Vielmehr betonte Schnell wiederholte Male, wie notwendig die FPÖ im Landtag sei, um effizient gegen Gentechnik, Wasserausverkauf und ungeheuerlich zunehmende Kriminalität vorzugehen.
Zu der Abschlussveranstaltung hatten sich einige hundert freiheitliche Funktionäre in einem Salzburger Hotel versammelt. Von der Bundespartei war niemand erschienen. Auch die Spitzenkandidatin in der Stadt, Doris Tazl, kam erst rund eine Stunde nach Beginn der Schnell-Rede und nahm dann am Rande des Auditoriums Platz. Der Event geriet zur One-Man-Show. Schnell bestritt den ganzen Abend alleine, andere Redner kamen nicht zum Wort.
Die Reaktionen auf die langatmige Ansprache fielen eher matt aus. Die Funktionäre erhoben sich von ihren Stühlen, große Begeisterung war aber nicht zu spüren. Schon beim Einzug zum alten FPÖ-Klassiker "Final Countdown" war der Beifall maßvoll geblieben. So meinte Schnell dann auch rasch, dass er keine tolle Show mit Tänzern bieten könne, dafür aber ernsthaft gemeinte Politik.
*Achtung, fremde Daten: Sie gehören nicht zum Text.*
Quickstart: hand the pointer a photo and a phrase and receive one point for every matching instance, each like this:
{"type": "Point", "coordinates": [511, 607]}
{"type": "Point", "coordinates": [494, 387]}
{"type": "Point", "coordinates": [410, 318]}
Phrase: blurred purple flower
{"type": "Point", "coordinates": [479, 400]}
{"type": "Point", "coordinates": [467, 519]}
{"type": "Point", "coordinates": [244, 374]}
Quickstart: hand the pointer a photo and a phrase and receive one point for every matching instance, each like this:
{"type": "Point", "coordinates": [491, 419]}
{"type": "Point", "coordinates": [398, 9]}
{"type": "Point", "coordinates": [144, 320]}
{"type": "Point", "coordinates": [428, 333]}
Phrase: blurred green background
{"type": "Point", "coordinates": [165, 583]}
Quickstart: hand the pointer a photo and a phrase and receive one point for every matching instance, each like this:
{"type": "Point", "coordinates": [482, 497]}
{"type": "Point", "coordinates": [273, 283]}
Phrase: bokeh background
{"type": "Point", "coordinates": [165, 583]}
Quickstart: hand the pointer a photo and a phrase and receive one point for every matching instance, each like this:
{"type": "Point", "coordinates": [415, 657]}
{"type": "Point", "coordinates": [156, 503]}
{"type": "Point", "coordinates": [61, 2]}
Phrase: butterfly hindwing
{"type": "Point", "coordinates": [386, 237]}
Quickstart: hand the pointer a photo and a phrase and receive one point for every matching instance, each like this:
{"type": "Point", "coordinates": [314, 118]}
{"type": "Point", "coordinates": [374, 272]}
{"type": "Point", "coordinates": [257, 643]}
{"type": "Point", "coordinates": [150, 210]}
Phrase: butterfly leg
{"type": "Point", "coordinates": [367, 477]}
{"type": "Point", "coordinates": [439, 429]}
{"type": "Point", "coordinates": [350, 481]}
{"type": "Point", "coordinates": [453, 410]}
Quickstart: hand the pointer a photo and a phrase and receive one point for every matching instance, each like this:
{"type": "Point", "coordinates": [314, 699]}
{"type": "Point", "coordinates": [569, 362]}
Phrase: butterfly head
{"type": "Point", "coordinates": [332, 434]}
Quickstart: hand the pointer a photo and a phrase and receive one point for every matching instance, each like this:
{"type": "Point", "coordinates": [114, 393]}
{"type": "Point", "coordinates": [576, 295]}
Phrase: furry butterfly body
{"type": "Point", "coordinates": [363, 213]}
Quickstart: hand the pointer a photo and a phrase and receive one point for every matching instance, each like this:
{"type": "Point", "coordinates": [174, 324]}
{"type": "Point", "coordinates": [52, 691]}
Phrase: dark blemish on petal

Was er darunter versteht, machte der Landesobmann dann in einer weitschweifigen Rede klar. Besonderes Augenmerk schenkte er den Bereichen Gentechnologie, durch die erwiesenermaßen Singvögel und Schmetterlinge sterben würden, Gesundheit sowie Kriminalität. Dabei durfte wie meist bei der FPÖ auch das Ausländerthema nicht fehlen.
Den einzig lauten Bravo-Ruf ergatterte Schnell folgerichtig, als er forderte: "Wer vorsätzlich eine Straftat begeht, muss aus Österreich abgeschoben werden." Geändert habe sich in den letzten Jahren nichts: "Vor fünf Jahren haben uns die Polen bestohlen, damals waren es zehn Autos, heute bestehlen uns die Moldawier, da waren es 21 Autos", schilderte er zwei Vorfälle aus Zell am See.
Mit seinen Mitbewerbern beschäftigte sich Schnell nur am Rande. Attackiert wurde die SPÖ, weil ihretwegen seit drei Jahren die Arbeit im Landtag brach gelegen sei. Bei der ÖVP schoss sich Schnell vor allem auf Wirtschaftskammer und Industriellenvereinigung ein, die ja in erster Linie dadurch bekannt geworden sei, "die teuerste Homepage des Universums für KHG - keiner hat's gewusst" gesponsert zu haben. Den Grünen wiederum attestierte der Landeschef, dass diese doch nicht die letzte kommunistische Bastion, sondern Helfershelfer der ÖVP seien.
Detail am Rande: An der Inszenierung besonders missglückt bei dem Event im Renaissance Hotel war die Drapierung der blauen Luftballons. Diese sorgte dafür, dass man auf dem Bildschirm hinter Schnell während des ganzen Abends weder sein Gesicht noch den Werbeslogan der Freiheitlichen erkennen konnte. Auch beim Anfangs eingespielten Werbefilm wurde nicht so recht klar, was Schnell und sein kleiner Hund den Delegierten sagen wollten.